The GW Writing Center is holding a “writer’s support group” once a week this semester for a group of up to 10 students to share tips to overcome issues they face with writing. Officials said the program gives students an opportunity to learn from and offer advice to peers with similar types of writing assignments.

Carol Hayes, the director of the writing center and an assistant professor of writing, said students who use the writing center’s services typically set up an appointment with a single mentor who reads through the student’s work and answers individual questions about writing. She said the group model will differ by allowing students to collaborate and brainstorm with their peers about shared problems involving writing.

“The idea was to create a group that would be facilitated by the writing center but that is student-directed,” Hayes said. “So the students who go into the group share their writing experiences and their goals and definitely work together.”

She said students in the support group will also meet individually with a center consultant for shorter periods of time than a typical writing center appointment, which lasts 25 or 50 minutes, according to the writing center’s website.

Hayes said the group formed after an undergraduate student requested a “sustained, supportive” writing group to continuously help the same students through regularly scheduled meetings. After piloting the group late last semester, she said leaders of the center decided to continue the meetings weekly for a full semester this year.

Hayes said the first meeting of the semester was held last week for students who applied through the writing center’s sign-up link.

She said the center currently has enough students for one class, which is capped at eight to 10 students, but more groups will be created throughout the semester depending on the level of student interest. She said students can create personal objectives for themselves other than improving a specific piece of writing, which would be their main focus in an individual center appointment.

“In the writing center support group, it’s more about each writer setting their own goals and talking about challenges they may be facing with the group,” Hayes said.

Kate Kramer, the writing center consultant who runs the sessions, said the sessions have a “flexible structure to fit the needs of every individual student.” She said students will share their frustrations with current writing assignments, discuss their thoughts on writing prompts and ask questions about their anxieties with writing during the first hour.

“The goal during this hour is to encourage individuals to feel comfortable voicing their writing anxieties while also providing a diverse and constructive work environment to discuss various ideas and concerns with their peers,” Kramer said in an email.

She said students will work on their writing assignments during the second hour and ask her any questions they have.

Kramer added that for students, meeting with the same consultant for two hours every week is beneficial because the consultant has the opportunity to develop a consistent knowledge of the student’s writing abilities.

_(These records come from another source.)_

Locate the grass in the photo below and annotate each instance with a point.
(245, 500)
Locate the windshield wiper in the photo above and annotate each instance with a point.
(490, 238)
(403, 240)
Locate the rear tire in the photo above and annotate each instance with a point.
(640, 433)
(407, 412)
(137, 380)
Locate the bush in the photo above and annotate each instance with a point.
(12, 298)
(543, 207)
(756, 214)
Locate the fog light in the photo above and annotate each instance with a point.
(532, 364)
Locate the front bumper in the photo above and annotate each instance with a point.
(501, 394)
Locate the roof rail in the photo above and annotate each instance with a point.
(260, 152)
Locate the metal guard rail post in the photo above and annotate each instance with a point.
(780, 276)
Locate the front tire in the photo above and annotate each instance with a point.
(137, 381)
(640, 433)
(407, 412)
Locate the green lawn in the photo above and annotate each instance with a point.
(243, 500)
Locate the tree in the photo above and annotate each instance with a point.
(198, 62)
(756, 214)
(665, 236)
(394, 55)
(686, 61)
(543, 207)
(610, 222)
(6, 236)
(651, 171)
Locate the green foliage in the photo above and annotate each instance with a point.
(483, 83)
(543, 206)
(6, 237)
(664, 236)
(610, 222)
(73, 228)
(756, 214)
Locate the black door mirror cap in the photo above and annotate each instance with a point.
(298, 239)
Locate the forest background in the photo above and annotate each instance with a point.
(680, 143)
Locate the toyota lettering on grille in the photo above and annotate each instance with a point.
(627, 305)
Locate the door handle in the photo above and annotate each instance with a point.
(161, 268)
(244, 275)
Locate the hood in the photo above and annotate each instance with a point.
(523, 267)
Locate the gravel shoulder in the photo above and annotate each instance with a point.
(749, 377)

She said she hopes students will gradually develop an understanding of their specific writing needs.

“Throughout the course of a semester, I am able to watch them grow and adapt to various assignments and challenges due to the consistency that the support group provides,” Kramer said.

Writing and language arts experts said the service, along with the writing center’s traditional resources, will give students the advanced writing skills they need and more choices to determine which writing support works best for them.

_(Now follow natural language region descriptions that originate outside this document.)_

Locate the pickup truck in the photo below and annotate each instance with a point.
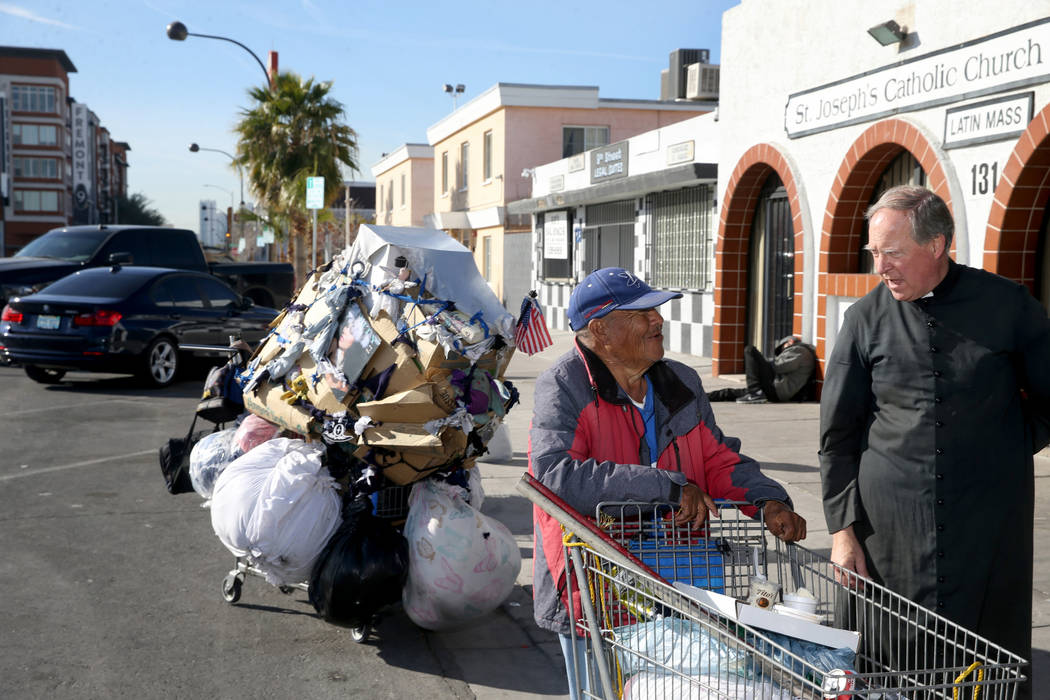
(61, 252)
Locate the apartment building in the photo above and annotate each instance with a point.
(58, 164)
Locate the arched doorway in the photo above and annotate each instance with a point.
(733, 251)
(1016, 244)
(882, 154)
(771, 274)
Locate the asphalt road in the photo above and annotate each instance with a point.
(111, 587)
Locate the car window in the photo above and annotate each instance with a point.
(175, 250)
(96, 282)
(217, 294)
(129, 241)
(64, 246)
(184, 292)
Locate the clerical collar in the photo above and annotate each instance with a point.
(945, 285)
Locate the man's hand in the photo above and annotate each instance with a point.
(782, 522)
(847, 553)
(694, 507)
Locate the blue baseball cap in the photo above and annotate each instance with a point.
(609, 289)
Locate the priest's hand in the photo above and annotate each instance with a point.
(694, 507)
(783, 522)
(847, 553)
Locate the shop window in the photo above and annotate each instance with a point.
(33, 99)
(487, 156)
(681, 242)
(608, 236)
(37, 200)
(38, 168)
(580, 139)
(555, 228)
(902, 170)
(464, 156)
(35, 134)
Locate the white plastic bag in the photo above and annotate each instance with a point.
(277, 506)
(462, 564)
(208, 459)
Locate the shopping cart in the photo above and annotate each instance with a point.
(390, 503)
(645, 638)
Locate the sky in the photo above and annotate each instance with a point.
(386, 61)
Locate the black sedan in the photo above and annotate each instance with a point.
(125, 320)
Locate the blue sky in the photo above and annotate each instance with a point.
(386, 61)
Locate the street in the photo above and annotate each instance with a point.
(113, 586)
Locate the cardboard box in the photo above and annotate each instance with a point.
(416, 405)
(765, 619)
(266, 403)
(405, 467)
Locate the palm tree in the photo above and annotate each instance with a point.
(294, 131)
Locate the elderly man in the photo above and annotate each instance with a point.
(613, 421)
(925, 445)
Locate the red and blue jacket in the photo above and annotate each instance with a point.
(587, 444)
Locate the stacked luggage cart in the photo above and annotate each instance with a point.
(655, 624)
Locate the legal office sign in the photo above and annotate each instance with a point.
(1000, 62)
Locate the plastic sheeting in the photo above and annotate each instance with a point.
(210, 457)
(447, 266)
(277, 506)
(462, 563)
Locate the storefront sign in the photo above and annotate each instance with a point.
(680, 152)
(1001, 62)
(993, 120)
(609, 163)
(83, 158)
(555, 235)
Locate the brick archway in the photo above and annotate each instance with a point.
(731, 252)
(858, 174)
(1011, 236)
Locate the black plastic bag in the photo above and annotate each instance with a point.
(174, 457)
(362, 569)
(222, 400)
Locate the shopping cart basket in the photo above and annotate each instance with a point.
(646, 638)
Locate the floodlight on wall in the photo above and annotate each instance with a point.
(888, 33)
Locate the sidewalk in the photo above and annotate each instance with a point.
(781, 437)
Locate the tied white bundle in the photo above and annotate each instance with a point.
(277, 506)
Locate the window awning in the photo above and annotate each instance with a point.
(692, 173)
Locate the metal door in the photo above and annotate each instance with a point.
(779, 288)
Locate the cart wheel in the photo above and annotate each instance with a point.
(231, 588)
(359, 633)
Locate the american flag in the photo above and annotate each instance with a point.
(531, 335)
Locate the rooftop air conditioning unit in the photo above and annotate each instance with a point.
(701, 82)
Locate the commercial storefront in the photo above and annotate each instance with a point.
(646, 204)
(816, 130)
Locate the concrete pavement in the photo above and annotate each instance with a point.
(781, 437)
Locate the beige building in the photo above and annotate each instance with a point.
(485, 153)
(404, 185)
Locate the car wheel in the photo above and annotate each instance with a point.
(44, 375)
(160, 363)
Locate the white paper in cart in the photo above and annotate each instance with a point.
(277, 506)
(763, 619)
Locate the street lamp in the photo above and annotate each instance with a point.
(177, 32)
(455, 92)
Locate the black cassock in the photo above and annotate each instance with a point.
(925, 447)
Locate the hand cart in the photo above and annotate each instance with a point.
(645, 638)
(390, 503)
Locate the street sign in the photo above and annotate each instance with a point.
(315, 193)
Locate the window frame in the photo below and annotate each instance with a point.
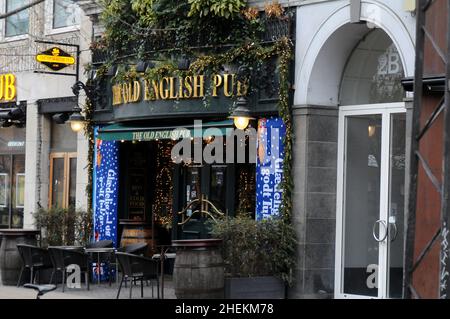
(49, 16)
(67, 156)
(18, 37)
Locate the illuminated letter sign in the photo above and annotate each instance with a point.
(55, 58)
(7, 87)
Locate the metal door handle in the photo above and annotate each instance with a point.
(381, 222)
(395, 231)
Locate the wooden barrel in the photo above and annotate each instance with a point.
(139, 233)
(199, 269)
(10, 261)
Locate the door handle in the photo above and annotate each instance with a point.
(381, 222)
(394, 225)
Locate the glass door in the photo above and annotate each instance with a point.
(369, 248)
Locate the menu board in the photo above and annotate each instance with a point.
(136, 196)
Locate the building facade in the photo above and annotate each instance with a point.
(352, 124)
(350, 151)
(43, 160)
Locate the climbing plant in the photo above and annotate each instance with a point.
(210, 34)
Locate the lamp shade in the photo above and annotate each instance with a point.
(241, 114)
(76, 121)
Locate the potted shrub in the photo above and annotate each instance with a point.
(62, 227)
(259, 256)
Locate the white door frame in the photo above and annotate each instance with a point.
(385, 109)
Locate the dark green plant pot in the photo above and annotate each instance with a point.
(266, 287)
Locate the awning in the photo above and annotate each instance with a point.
(127, 132)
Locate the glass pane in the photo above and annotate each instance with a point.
(63, 138)
(193, 190)
(18, 191)
(218, 187)
(58, 183)
(5, 169)
(72, 181)
(374, 72)
(362, 204)
(16, 24)
(396, 204)
(12, 140)
(65, 13)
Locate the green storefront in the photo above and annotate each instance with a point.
(159, 196)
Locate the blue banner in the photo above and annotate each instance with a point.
(105, 198)
(105, 192)
(269, 167)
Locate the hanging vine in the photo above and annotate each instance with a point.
(211, 33)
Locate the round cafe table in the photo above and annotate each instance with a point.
(10, 260)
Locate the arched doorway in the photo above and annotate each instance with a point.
(371, 171)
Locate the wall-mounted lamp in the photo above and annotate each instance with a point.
(409, 5)
(141, 66)
(112, 71)
(371, 130)
(241, 114)
(77, 120)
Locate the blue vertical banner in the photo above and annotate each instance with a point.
(269, 167)
(105, 194)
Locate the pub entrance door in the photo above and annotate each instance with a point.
(370, 205)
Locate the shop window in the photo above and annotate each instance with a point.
(373, 73)
(16, 24)
(12, 190)
(65, 14)
(63, 168)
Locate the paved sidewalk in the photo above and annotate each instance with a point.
(102, 291)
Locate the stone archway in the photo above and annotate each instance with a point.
(320, 62)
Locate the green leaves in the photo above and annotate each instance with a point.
(64, 226)
(227, 9)
(257, 248)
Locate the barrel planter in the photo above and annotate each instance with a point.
(138, 232)
(199, 269)
(10, 261)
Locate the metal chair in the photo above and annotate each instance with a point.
(61, 258)
(137, 268)
(100, 244)
(107, 258)
(35, 259)
(136, 249)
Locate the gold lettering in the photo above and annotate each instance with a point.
(217, 84)
(147, 95)
(188, 87)
(136, 91)
(10, 88)
(155, 89)
(226, 86)
(117, 95)
(172, 89)
(242, 88)
(163, 90)
(180, 88)
(199, 85)
(2, 84)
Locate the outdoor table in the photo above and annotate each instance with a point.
(81, 248)
(99, 251)
(162, 256)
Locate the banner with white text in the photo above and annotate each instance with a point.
(269, 167)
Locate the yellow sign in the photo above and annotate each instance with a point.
(7, 87)
(177, 88)
(55, 58)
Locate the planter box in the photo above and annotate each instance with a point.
(254, 288)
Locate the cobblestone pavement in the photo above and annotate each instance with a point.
(102, 291)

Jay Simmons, a former professor of language arts and literature at the University of Massachusetts at Lowell, said he “consistently” found that students’ grades on their writing improved more significantly when they received feedback from peers, based on research he has conducted throughout his career.

Simmons said one reason why collaborating with peers is more valuable than with a single mentor is because the participants are working with students who are actively striving to improve through continuously writing throughout the semester, which he said is a “key” aspect of strengthening skills.

“You’ve got to be building better writers, which is more of a process of shaping attitudes and habits, as opposed to simply fixing particular issues and paper in front of them,” Simmons said.

Linda Adler-Kassner, a professor of writing studies at the University of California at Santa Barbara, said granting students the option to choose between an individual and a group meeting will let them make a choice about which option is best for them based on their own academic needs.

“Providing opportunities for individual and group consultation on writing are both important, since writers’ needs and goals can vary,” she said in an email.